Demographic patterns provide important context for model interpretation and for developing prevention or intervention strategies. For example, targeted outreach, resource allocation, or investigative strategies may be more effective if informed by the prevailing victim profiles in the data. Additionally, understanding demographic skews can help identify possible data collection or reporting biases.
Predictive Modelling:
Random Forest models, after careful feature engineering and data preparation, provided the highest accuracy and recall for identifying solved cases, outperforming simpler linear approaches like Logistic Regression. This indicates the presence of complex, nonlinear relationships in the factors affecting case outcomes.
- Key Influences:
The analysis revealed that spatial (area/district), temporal (hour, day of week, season), demographic (victim age, gender, ethnicity), and crime-type features are among the most significant predictors of case solvability.
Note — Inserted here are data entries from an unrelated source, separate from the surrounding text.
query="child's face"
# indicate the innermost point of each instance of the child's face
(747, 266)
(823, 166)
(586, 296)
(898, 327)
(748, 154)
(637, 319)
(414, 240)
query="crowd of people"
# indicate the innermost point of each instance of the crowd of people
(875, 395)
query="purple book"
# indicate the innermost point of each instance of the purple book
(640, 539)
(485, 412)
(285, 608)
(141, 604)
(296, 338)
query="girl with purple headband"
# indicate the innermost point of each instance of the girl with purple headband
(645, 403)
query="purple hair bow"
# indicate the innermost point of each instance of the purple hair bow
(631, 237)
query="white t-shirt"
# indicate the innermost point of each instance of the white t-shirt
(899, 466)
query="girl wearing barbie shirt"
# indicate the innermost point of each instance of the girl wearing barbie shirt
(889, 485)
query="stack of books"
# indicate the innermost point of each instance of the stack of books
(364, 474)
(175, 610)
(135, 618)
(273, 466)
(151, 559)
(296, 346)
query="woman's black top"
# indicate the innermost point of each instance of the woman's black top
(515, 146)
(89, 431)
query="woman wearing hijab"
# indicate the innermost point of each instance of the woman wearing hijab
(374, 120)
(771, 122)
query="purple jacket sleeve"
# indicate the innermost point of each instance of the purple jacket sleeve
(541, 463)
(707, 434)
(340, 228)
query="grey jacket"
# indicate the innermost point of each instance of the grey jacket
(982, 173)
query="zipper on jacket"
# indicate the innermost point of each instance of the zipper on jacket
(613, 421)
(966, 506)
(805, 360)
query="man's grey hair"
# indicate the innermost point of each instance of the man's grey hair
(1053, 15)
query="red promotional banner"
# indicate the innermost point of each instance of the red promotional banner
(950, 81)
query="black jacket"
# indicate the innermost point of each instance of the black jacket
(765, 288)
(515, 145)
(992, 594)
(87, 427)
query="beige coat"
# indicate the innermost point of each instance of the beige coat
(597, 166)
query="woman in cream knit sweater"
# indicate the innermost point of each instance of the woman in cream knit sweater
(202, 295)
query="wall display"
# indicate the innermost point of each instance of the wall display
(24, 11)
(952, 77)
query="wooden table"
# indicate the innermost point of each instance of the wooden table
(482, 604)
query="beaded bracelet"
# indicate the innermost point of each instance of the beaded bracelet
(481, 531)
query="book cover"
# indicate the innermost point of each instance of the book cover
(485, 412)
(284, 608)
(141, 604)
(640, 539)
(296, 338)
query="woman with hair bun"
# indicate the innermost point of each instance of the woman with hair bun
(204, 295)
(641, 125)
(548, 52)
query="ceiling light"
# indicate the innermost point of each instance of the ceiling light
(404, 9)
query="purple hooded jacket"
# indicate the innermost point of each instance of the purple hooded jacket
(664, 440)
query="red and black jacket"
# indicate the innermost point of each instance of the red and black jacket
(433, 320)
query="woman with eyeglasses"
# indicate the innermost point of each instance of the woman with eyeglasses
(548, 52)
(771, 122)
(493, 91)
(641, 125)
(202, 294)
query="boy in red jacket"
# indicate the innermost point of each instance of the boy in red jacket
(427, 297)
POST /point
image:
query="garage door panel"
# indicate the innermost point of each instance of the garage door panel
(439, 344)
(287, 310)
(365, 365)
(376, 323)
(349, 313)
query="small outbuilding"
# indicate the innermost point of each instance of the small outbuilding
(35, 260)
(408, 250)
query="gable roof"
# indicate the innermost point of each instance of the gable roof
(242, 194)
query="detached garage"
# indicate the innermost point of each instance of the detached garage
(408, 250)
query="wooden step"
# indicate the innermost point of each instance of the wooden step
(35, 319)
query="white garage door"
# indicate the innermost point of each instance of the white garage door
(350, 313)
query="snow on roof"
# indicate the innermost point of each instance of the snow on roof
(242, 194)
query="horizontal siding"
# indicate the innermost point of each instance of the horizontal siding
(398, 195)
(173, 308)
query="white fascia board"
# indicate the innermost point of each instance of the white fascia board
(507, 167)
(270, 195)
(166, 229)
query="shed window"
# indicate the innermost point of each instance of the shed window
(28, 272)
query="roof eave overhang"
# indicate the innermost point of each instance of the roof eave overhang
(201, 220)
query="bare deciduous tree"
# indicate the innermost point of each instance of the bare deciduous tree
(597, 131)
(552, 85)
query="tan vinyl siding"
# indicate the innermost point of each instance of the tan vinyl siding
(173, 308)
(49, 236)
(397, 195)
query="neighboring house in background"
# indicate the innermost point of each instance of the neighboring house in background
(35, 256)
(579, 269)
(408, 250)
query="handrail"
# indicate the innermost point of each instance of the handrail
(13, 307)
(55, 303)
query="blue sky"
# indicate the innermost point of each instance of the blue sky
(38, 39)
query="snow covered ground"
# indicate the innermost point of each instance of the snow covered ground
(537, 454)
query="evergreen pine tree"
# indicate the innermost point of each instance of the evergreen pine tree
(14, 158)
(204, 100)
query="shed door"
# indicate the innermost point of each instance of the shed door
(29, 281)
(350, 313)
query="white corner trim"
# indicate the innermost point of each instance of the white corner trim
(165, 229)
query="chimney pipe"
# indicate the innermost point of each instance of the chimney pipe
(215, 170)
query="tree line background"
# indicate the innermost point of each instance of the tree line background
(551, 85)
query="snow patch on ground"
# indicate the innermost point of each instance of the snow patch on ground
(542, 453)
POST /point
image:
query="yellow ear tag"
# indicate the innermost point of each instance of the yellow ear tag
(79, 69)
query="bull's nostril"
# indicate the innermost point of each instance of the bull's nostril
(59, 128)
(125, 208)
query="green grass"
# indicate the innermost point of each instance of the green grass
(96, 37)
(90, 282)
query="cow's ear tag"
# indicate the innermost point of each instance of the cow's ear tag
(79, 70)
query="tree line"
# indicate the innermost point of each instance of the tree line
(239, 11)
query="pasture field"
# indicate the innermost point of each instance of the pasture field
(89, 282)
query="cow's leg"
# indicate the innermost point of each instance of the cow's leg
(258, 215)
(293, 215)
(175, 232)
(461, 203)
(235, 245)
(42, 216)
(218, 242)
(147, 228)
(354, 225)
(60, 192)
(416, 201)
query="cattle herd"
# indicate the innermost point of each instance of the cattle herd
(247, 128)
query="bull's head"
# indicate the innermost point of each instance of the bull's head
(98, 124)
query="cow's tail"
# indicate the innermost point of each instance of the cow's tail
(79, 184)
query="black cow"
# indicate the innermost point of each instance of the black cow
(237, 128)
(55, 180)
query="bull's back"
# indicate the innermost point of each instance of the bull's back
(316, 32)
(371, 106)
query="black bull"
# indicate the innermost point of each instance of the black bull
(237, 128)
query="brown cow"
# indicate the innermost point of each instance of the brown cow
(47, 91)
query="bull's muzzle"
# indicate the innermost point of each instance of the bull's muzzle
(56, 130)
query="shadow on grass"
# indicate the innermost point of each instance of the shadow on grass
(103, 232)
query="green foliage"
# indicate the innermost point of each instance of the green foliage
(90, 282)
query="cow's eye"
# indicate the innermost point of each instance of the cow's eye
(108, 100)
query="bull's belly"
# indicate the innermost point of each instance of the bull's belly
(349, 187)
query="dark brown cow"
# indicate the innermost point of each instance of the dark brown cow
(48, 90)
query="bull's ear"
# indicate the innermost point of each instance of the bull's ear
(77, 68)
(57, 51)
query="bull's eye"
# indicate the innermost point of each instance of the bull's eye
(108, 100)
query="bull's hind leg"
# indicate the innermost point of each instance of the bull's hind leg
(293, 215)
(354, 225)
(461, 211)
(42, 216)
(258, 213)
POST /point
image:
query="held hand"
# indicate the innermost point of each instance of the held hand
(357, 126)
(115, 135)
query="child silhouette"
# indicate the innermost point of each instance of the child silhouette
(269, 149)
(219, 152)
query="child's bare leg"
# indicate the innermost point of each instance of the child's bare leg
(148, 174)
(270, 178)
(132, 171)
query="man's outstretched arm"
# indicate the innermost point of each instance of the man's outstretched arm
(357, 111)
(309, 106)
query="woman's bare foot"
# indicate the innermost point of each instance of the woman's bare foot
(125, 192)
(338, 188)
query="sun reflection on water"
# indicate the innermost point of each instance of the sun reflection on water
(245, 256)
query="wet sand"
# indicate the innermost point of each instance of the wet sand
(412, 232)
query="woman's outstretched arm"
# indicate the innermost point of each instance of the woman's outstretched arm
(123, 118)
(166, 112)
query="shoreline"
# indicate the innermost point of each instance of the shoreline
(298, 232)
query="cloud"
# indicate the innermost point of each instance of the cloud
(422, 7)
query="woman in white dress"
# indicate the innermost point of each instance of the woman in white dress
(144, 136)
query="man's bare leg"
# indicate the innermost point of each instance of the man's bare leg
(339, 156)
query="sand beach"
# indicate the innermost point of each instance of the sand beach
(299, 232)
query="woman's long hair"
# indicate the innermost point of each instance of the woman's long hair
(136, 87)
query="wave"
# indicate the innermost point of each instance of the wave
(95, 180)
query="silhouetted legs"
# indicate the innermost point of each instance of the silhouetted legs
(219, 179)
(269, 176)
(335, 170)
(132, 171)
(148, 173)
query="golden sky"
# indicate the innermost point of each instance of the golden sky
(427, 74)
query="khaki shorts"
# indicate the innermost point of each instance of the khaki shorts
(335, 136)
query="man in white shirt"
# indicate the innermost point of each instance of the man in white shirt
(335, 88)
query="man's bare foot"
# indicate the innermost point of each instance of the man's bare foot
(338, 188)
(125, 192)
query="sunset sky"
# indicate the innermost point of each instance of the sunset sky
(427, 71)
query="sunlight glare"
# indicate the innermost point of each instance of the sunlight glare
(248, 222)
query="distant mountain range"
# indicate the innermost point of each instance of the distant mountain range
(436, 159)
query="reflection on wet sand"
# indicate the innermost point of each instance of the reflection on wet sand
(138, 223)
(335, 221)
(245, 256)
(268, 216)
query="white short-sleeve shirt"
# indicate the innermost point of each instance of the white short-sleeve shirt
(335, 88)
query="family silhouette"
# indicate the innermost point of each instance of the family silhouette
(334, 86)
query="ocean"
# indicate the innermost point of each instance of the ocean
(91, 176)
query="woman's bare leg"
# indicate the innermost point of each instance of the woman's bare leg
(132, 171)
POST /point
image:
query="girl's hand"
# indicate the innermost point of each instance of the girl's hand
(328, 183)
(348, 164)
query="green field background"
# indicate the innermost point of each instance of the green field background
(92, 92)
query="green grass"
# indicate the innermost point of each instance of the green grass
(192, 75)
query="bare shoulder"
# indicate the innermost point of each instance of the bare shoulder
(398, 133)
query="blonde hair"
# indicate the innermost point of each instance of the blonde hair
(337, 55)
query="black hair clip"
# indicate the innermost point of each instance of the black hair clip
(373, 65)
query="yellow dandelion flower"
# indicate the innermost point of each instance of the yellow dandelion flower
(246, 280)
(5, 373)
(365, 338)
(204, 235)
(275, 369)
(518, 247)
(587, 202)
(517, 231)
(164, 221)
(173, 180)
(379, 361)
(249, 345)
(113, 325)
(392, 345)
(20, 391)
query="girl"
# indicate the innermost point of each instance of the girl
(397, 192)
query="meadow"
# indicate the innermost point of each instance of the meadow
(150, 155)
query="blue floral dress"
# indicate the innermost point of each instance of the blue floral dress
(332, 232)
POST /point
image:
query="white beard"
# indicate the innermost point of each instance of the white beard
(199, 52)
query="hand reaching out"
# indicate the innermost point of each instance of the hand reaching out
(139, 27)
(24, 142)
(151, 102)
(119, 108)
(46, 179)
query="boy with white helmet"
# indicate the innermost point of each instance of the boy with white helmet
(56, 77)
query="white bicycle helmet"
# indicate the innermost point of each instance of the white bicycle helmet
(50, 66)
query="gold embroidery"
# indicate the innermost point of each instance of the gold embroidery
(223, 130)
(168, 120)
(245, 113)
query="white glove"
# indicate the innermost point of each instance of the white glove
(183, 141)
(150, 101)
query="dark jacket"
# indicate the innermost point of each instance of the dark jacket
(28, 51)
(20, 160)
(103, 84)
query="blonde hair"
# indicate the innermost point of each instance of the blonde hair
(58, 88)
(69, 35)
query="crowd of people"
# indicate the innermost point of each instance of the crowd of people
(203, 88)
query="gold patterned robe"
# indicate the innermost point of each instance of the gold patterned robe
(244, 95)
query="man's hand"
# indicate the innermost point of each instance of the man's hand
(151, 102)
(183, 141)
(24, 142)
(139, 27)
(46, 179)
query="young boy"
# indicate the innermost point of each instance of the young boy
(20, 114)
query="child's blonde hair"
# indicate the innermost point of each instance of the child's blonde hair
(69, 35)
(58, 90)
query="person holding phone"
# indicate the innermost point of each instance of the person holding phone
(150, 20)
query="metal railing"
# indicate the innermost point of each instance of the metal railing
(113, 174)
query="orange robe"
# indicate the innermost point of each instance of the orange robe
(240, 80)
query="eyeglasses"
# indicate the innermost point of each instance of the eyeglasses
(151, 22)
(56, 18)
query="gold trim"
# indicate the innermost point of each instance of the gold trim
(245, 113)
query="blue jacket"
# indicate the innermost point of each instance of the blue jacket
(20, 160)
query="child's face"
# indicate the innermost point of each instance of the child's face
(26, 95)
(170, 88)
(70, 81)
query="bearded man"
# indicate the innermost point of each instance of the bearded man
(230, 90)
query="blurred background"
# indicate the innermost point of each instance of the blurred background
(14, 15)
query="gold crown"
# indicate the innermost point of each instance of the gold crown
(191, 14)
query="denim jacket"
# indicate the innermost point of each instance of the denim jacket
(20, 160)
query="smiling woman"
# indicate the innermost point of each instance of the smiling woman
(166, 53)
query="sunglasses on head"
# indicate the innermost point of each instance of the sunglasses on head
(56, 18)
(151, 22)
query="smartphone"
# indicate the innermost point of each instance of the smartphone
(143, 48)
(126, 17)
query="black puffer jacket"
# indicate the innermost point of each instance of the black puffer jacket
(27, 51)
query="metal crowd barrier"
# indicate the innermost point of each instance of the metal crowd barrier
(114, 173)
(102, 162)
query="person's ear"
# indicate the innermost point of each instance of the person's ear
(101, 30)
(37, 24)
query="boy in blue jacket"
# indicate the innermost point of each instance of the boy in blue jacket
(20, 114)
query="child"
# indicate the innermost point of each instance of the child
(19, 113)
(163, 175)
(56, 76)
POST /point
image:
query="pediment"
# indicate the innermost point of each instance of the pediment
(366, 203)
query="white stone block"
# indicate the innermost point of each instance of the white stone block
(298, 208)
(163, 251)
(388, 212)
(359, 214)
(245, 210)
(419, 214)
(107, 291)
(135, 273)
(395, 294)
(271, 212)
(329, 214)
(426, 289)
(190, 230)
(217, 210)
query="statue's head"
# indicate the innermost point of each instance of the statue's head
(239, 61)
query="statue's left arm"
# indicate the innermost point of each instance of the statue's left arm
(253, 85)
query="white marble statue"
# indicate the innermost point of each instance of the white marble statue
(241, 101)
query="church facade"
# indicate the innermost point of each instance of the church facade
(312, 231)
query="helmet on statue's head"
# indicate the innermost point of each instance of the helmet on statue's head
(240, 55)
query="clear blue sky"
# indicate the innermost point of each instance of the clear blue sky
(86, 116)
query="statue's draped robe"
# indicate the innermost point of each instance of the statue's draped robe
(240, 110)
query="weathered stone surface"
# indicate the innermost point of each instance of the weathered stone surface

Interaction features further enhanced model performance, confirming that multifaceted relationships exist within the data.
- Pattern Recognition:
Spatial heatmaps, time-based trend analyses, and demographic group bar plots helped reveal which neighbourhoods, periods, and victim profiles are associated with higher or lower case resolution rates.
- Practical Insights:
Results suggest that focusing investigative resources on low-performing districts, peak hours, and certain demographic or crime types may improve overall case solvability. Improved data collection, especially regarding victim and weapon characteristics, can further enhance prediction and operational strategies.
- Model Limitations:
The analysis is subject to limitations such as missing or incomplete data, moderate class imbalance, and the possible exclusion of relevant external factors (e.g., investigative effort, socioeconomic context). Model generalizability to other regions or future datasets may be limited without further validation.
- Future Directions:
Additional improvements could include integrating more diverse data sources, experimenting with more advanced ensemble or deep learning methods, and developing interpretable model explanations (such as SHAP plots) for operational use.
Overall, this notebook provides a strong foundation for using predictive analytics to support decision-making in law enforcement, offering both immediate practical recommendations and a roadmap for continued analytical development.